Complex power struggles between prostitutes and their clients, pimps, police and even healthcare workers often interfered with condom use, as did violence and competition between prostitutes for clients who preferred unprotected sex. Other strategies to reduce HIV transmission may therefore be as effective, or more effective, than promoting condom use.
“We have numerous examples of rigorously evaluated behavioral interventions which reduce the risk of HIV infection or high-risk behaviors associated with infection,” says Landon Myer, MSc, a senior scientist with the South African Medical Research Council. In addition to promoting condom use for both men and women, these include reducing high-risk sexual contacts with prostitutes, and encouraging adolescents to remain abstinent longer.
“Making treatment for HIV infection available could greatly increase the number of people seeking voluntary counseling and testing, and would increase the ability of prevention programs to target HIV-infected persons with behavioral interventions to reduce transmission of the virus,” Myer says. “Making treatment for HIV-infection available within a country or even a single community may help to reduce stigma associated with HIV, thereby facilitating prevention efforts.”
While targeting sexual behavior, Myer also stresses the importance of behavioral interventions in intravenous drug users, which he feels “will be of crucial importance in limiting the nascent epidemics of South Asia and Eastern Europe.”
One of the most chilling ramifications of the global AIDS crisis is its devastating effect on newborns. Each year, 600,000 infants acquire HIV — 75 every hour or 1,800 every day — and more than 500,000 children die each year from AIDS.
“In 2001, it is known how to prevent mother to child transmission of HIV-1,” says Catherine M. Wilfert, MD, scientific director of the Elizabeth Glaser Pediatric AIDS Foundation, and a professor of pediatrics and microbiology at Duke University Medical Center in Durham, NC.

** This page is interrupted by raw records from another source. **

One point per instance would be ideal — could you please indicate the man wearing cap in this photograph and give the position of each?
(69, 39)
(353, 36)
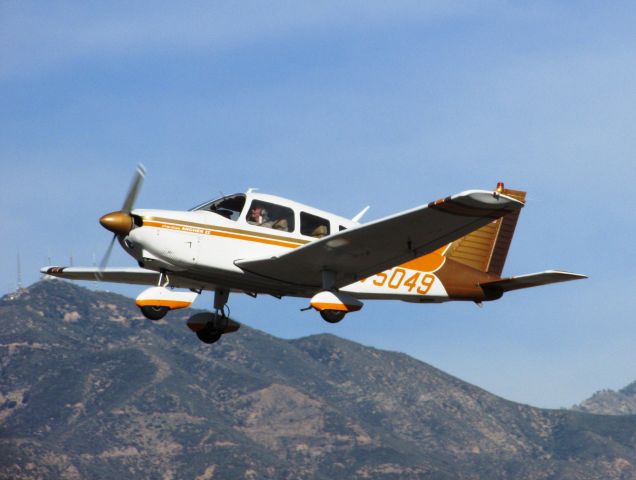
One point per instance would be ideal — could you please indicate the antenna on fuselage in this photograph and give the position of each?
(361, 214)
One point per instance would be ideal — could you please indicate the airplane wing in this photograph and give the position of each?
(531, 280)
(373, 247)
(139, 276)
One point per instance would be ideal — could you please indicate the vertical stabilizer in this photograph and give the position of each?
(486, 249)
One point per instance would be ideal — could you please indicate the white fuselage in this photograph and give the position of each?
(203, 246)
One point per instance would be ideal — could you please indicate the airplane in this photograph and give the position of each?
(452, 249)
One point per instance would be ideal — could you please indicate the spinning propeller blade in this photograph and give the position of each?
(120, 222)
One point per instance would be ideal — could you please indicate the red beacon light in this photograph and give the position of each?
(499, 190)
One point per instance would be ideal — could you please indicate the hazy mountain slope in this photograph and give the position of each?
(90, 389)
(609, 402)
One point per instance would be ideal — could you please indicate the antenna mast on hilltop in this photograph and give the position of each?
(19, 272)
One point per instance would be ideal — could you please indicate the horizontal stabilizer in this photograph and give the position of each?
(531, 280)
(139, 276)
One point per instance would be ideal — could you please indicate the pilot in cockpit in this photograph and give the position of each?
(257, 216)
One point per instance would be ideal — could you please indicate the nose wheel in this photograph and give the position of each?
(208, 326)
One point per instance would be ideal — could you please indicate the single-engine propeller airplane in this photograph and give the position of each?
(450, 249)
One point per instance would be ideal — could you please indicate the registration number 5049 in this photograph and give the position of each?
(397, 278)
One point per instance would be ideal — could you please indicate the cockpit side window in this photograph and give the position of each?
(313, 226)
(228, 207)
(270, 215)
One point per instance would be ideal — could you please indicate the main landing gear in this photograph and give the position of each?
(210, 326)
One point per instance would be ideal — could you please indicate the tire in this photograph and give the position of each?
(154, 313)
(209, 335)
(332, 316)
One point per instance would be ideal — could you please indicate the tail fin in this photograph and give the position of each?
(486, 249)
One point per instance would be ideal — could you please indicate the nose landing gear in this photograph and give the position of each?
(210, 326)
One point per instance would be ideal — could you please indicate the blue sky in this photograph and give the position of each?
(339, 106)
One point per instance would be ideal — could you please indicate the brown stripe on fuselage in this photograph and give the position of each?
(227, 232)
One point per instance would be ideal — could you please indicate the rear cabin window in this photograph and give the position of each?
(270, 215)
(228, 207)
(313, 226)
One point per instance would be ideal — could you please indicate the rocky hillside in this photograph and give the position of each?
(609, 402)
(90, 389)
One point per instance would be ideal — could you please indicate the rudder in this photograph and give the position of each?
(486, 249)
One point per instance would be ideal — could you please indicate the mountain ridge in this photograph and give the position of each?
(92, 389)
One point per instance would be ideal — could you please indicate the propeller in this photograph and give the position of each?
(120, 222)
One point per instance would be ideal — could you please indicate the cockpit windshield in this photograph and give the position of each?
(228, 207)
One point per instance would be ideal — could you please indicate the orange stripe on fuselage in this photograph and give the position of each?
(429, 262)
(210, 231)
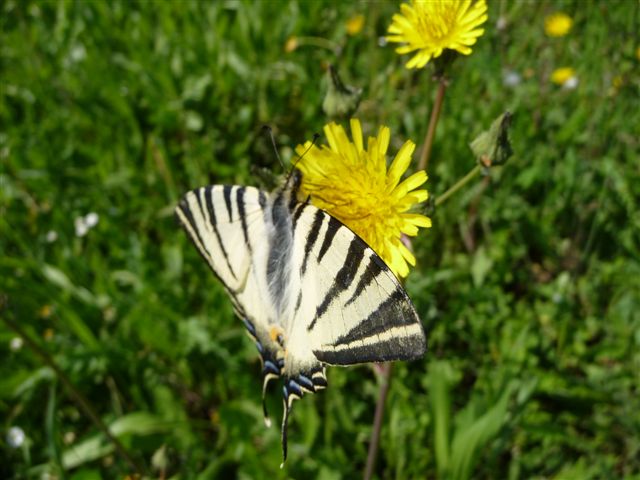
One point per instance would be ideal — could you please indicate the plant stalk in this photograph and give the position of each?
(440, 199)
(423, 163)
(377, 420)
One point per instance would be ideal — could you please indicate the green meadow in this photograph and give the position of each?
(527, 284)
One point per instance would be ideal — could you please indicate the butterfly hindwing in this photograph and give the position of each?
(230, 227)
(309, 290)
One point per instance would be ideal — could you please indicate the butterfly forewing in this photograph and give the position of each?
(353, 309)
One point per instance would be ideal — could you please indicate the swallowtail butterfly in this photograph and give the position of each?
(309, 291)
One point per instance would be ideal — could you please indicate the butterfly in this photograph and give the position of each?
(310, 292)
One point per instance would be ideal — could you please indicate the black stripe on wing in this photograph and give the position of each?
(312, 237)
(372, 339)
(332, 229)
(375, 267)
(395, 311)
(403, 348)
(208, 195)
(243, 219)
(344, 277)
(226, 192)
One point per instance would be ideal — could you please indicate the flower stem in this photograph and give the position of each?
(377, 419)
(433, 121)
(80, 399)
(458, 185)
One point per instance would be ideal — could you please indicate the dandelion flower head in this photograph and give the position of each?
(562, 75)
(557, 24)
(353, 183)
(428, 27)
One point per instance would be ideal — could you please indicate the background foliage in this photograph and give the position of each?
(528, 283)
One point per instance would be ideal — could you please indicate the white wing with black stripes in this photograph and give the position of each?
(308, 289)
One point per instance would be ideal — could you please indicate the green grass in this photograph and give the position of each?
(528, 284)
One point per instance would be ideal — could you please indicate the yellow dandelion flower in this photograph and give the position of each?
(355, 24)
(432, 26)
(354, 184)
(557, 24)
(561, 75)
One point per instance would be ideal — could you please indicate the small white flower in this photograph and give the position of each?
(51, 236)
(571, 83)
(91, 219)
(15, 437)
(81, 227)
(16, 343)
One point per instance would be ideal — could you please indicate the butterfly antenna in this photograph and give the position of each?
(316, 136)
(273, 142)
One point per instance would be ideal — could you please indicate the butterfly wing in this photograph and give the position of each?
(229, 227)
(352, 309)
(349, 306)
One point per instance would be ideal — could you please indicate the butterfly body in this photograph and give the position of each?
(308, 289)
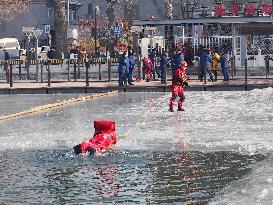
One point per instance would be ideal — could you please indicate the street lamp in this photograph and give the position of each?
(97, 11)
(31, 32)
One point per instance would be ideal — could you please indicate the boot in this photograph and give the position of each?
(180, 109)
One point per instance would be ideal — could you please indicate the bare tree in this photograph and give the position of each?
(169, 9)
(10, 8)
(60, 25)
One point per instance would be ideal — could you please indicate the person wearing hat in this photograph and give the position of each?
(122, 69)
(179, 81)
(205, 60)
(215, 61)
(224, 65)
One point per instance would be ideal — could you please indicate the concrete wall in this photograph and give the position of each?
(35, 16)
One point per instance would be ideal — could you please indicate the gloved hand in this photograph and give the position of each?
(92, 151)
(77, 149)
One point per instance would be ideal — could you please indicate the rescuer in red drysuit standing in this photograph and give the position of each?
(104, 137)
(179, 81)
(148, 68)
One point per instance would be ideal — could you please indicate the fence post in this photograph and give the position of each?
(42, 71)
(205, 76)
(109, 69)
(99, 69)
(246, 74)
(79, 69)
(154, 64)
(48, 75)
(75, 71)
(165, 72)
(20, 71)
(87, 66)
(10, 75)
(6, 68)
(266, 66)
(126, 77)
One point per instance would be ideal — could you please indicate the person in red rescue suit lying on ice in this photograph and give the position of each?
(104, 137)
(147, 69)
(179, 81)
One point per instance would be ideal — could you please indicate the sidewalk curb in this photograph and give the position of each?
(84, 89)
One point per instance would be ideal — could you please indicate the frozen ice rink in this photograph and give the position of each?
(219, 151)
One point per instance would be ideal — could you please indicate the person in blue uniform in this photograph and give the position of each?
(178, 59)
(163, 59)
(152, 57)
(205, 61)
(122, 69)
(131, 66)
(224, 65)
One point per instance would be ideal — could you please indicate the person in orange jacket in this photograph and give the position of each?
(178, 82)
(147, 68)
(103, 138)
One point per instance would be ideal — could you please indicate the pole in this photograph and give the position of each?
(246, 74)
(68, 15)
(42, 72)
(27, 63)
(48, 75)
(109, 69)
(99, 68)
(75, 70)
(10, 75)
(20, 71)
(87, 65)
(36, 59)
(68, 69)
(95, 34)
(79, 69)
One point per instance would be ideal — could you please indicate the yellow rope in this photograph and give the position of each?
(144, 116)
(55, 105)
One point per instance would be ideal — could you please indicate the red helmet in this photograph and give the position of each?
(184, 64)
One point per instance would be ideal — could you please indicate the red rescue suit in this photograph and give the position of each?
(104, 137)
(148, 68)
(178, 82)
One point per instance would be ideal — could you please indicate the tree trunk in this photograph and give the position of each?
(60, 26)
(110, 12)
(168, 9)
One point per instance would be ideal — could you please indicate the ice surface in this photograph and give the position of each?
(240, 122)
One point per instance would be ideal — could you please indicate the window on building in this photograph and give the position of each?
(90, 10)
(73, 15)
(49, 13)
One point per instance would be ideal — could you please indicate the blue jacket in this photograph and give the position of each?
(205, 58)
(131, 61)
(224, 62)
(123, 63)
(163, 59)
(178, 58)
(152, 56)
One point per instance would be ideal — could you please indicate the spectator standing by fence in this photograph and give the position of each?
(224, 65)
(131, 66)
(205, 60)
(122, 69)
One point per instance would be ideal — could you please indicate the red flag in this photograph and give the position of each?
(234, 9)
(266, 9)
(220, 10)
(250, 9)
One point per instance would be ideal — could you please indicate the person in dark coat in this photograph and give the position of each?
(131, 66)
(51, 54)
(205, 61)
(122, 68)
(224, 65)
(162, 65)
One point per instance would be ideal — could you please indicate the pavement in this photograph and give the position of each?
(95, 86)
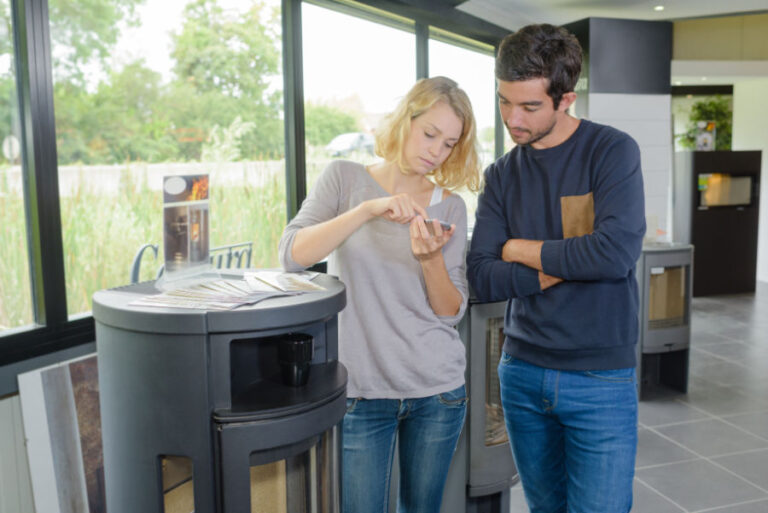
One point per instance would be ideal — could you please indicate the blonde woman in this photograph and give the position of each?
(406, 291)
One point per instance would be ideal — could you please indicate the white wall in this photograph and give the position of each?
(750, 132)
(648, 119)
(15, 486)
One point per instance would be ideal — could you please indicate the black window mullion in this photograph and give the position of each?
(39, 169)
(293, 83)
(422, 51)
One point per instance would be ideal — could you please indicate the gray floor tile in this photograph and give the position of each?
(657, 413)
(722, 400)
(712, 437)
(752, 466)
(750, 507)
(738, 352)
(699, 484)
(646, 500)
(517, 502)
(706, 338)
(755, 423)
(722, 372)
(653, 449)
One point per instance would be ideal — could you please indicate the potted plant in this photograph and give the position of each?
(716, 109)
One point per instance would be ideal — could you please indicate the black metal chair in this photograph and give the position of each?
(228, 256)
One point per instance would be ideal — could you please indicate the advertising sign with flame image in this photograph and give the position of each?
(185, 222)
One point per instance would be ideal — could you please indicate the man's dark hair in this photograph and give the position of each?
(541, 51)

Giving combination drug treatment to pregnant women carrying the HIV virus reduces newborn infection rate to only 1.5 percent. In the United States, treating pregnant women has decreased newborn infection by an estimated 80 percent, with fewer than 200 babies with AIDS reported each year.
Worldwide, there are villages and nations where one-quarter to more than one-third of all pregnant women are infected with HIV. Without drug treatment, each infant born to an HIV-infected mother has a 15 to 30 percent chance of acquiring HIV.
Thanks to efforts of the Elizabeth Glaser Pediatric AIDS Foundation, CDC, and UNICEF, drug treatment programs for HIV-infected pregnant women are underway, combined with education campaigns and care of orphans who mothers died from AIDS,
“While this is a single facet of the epidemic, it provides a potential foundation to build upon to provide care for infected women and children,” Wilfert says. “We have a long way to go, but have seen progress recently.”